I'm a Roubaix Bicycle Co. man. http://theroubaixbicyclecompany.com/index.cfm 

Or Vecchios.


----------



## Bocephus Jones II (Oct 7, 2004)

Pablo said:


> Heads up for what?
> 
> I'm a Roubaix Bicycle Co. man. http://theroubaixbicyclecompany.com/index.cfm
> 
> Or Vecchios.


The one this weekend is at the Saudi Aurora store anyway. Boulder isn't for another few weeks. I stopped into the Boulder store once to get a pair of 1/2" cruiser bike pedals and they didn't have any. Kinda strange since they had lots of cruiser bikes out front. I ended up ordering them online from Nirve.


----------



## Mootsie (Feb 4, 2004)

Bicycle Village is good if you have a 12 year kid or if you ride like one.


----------



## Raleighrider (Nov 22, 2005)

Mootsie said:


> Bicycle Village is good if you have a 12 year kid or if you ride like one.

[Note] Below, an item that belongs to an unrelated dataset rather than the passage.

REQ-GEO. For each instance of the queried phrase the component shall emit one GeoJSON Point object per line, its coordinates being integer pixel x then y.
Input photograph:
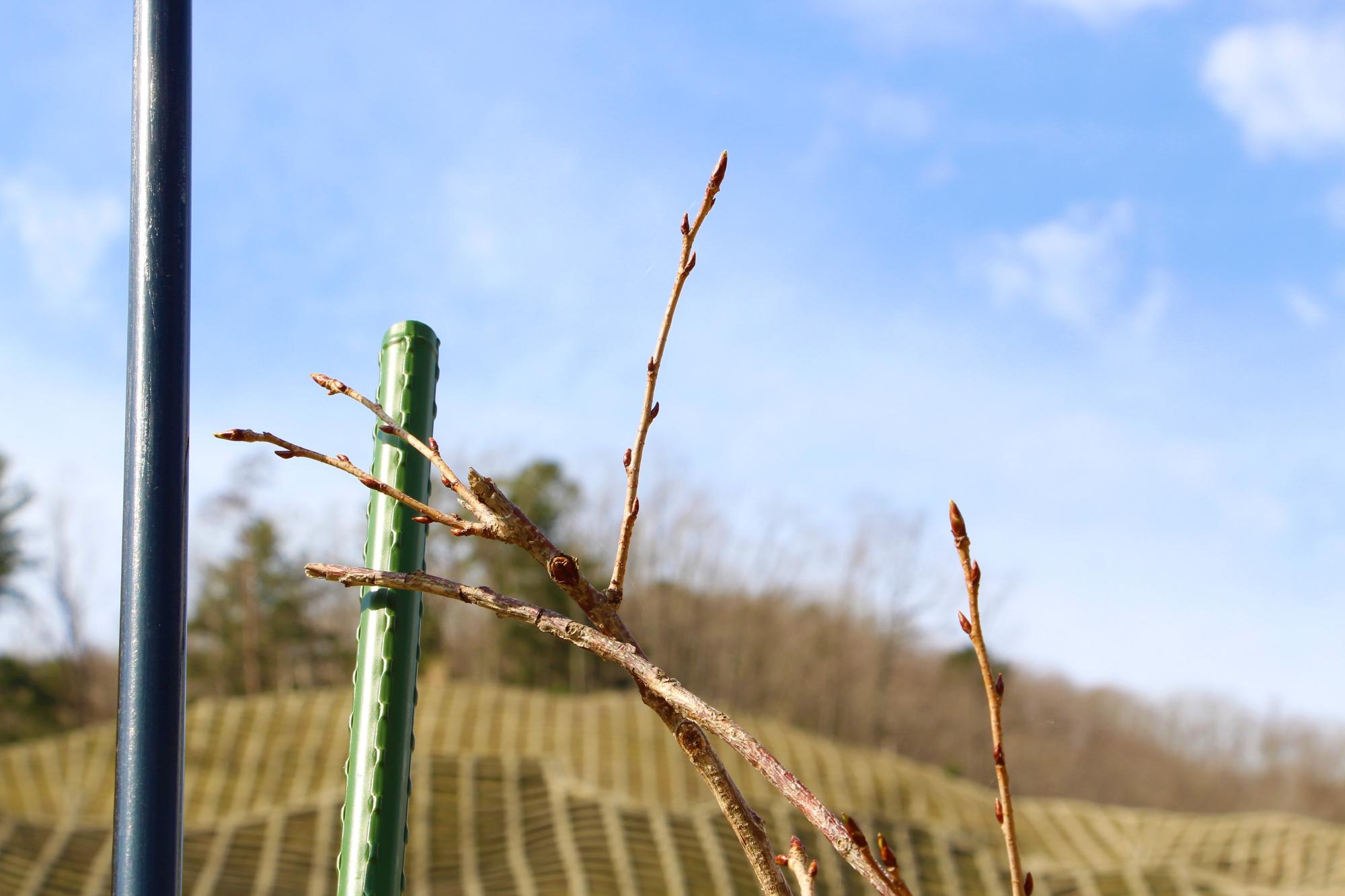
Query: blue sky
{"type": "Point", "coordinates": [1075, 263]}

Wow! what hater.:cryin: If by 12 year old you mean having fun I'm that guy....you must be the other guy.


----------



## Mootsie (Feb 4, 2004)

Raleighrider said:


> Wow! what hater.:cryin: If by 12 year old you mean having fun I'm that guy....you must be the other guy.


I guess I hit a soft spot. Sorry it was not my intent. They are OK for some folks, I have just not had good shopping experiences there. They don't carry parts for the do-it-yourself person. For example, I couldn't buy rim tape. Sort of a common item. Also they didn't have headset spacers. I have found myself knowing more than their mechanics....and I don't know that much. Their "pro" area is way over priced, but if you want a cash and carry bike they are as good as anybody. Take no offense, hence the reason for the  in my original post.


----------



## sevencycle (Apr 23, 2006)

Mootsie said:


> Bicycle Village is good if you have a 12 year kid or if you ride like one.


*The only reason I would buy there would be price.*


----------



## Data Junkie (Dec 31, 2006)

I will buy anywhere that has what I need. Anyhow, westie is a decent shop. Much better selection than Golden Bear.
Golden Bear's mechanics are a tad better but both shops are good IMHO.
Personally, I do not understand the arrogance related to who shops where. 

I was sick during the sale and decided I would rather sleep.


----------